A sad note is that perhaps the most interesting but clearly damaged musician in the film, Germs singer Darby Crash, died from a heroin-induced suicide shortly before the film was released. Given his state of mind throughout the film, and his erratic performances, it doesn’t seem so surprising but tragic nonetheless.
Alice Bag Band
· "Prowlers in the Night"
· "White Minority"
The Circle Jerks
· "Back Against the Wall"
· "Beverly Hills"
· "I Just Want Some Skank"
· "Red Tape"
· "Barbee Doll Lust"
· "Underground Babylon"
· "Beef Bologna"
· "I Don't Care About You"
· "I Love Living in the City"
· "Let's Have a War"
· "Fear Anthem"
· "Beyond and Back"
· "Johnny Hit and Run Paulene"
· "Unheard Music"
· "We're Desperate"
Extra features on the disc include an audio commentary from Spheeris who is omni-present throughout the set. I didn’t make it through the whole thing as I was keen to move on to the next film. I thought I might go back to it but, to be honest, I was all Spheerised out by the end of the set.
There is a second audio commentary which is worth a listen with Dave Grohl – an odd choice as he literally had nothing at all to do with the scene, though I suppose he has the pulling-power.
There are extended interviews with bands (the bits that weren’t used) as well as some more live performances from Fear, The Germs and The Gears. There’s a short piece that shows Henry Rollins (a later singer with Black Flag) interviewing Spheeris about the film, plus an extended interview with Brenda Mullen who was the owner of ‘The Masque’. Finally, there’s an extended interview with the long suffering Germs manager (before the singer’s death) plus a theatrical trailer.
The Decline of Western Civilization II : The Metal Years
So on to Disc 2 and the second movie. Well, this is strange as I can’t believe that fans of the first movie would have an interest in the music in the second movie and vice versa. The Decline of Western Civilization Part II: The Metal Years is (unsurprisingly)a documentary film directed by Penelope Spheeris about the Los Angeles heavy metal scene from 1986 to 1988.
Here’s where personal taste comes in. I found this one far less interesting. Whereas the first movie was full of outsiders and ‘thinkers’ this was full of desperate-wannabe’s, both from the band’ s perspective and from the fan’s too. Where the first movie felt authentic, this is full of posturing and regurgitated thinking - often inane in the extreme where the only goal was to become famous so that you could sleep with lots of girls, take drugs and spend money. In short, vacuous.
That said, the music has spirit and energy and the standards of musicianship leap forward here, even if imagination and creativity are very low on the scale.
You get concert footage and interviews of legendary heavy metal and hard rock bands and artists such as Aerosmith (who come across as self-obsessed idiots) , Alice Cooper, Kiss (who are surely taking the p***), Megadeth, Motörhead (Lemmy being the only authentic voice in the whole piece), Ozzy Osbourne and W.A.S.P.

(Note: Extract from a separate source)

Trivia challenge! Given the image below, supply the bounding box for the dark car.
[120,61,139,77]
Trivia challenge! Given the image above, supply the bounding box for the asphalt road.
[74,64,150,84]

There are also some relatively unknown bands like London, Odin and Seduce as well as interviews with members of Poison, Tuff, Vixen, Faster Pussycat, W.A.S.P. and more.
I’m sure it was all highly pleasing to young teenage boys at the time but some of the attitudes stink. Like the sleazy owners of the Cathouse club in L.A saying that girls will get in to the club more easily if they ‘dress sleazy’. All in all, a very juvenile and male-dominated culture though to be fair, Spheeris does question those attitudes on occasion, particularly the preoccupation with physical domination like hand-cuffing girls.
The audio quality throughout is excellent and a soundtrack was released on Capitol/I.R.S Records. The tracklisting gives a good indication of the minimum you can expect to see in the film itself, albeit truncated versions on occasion.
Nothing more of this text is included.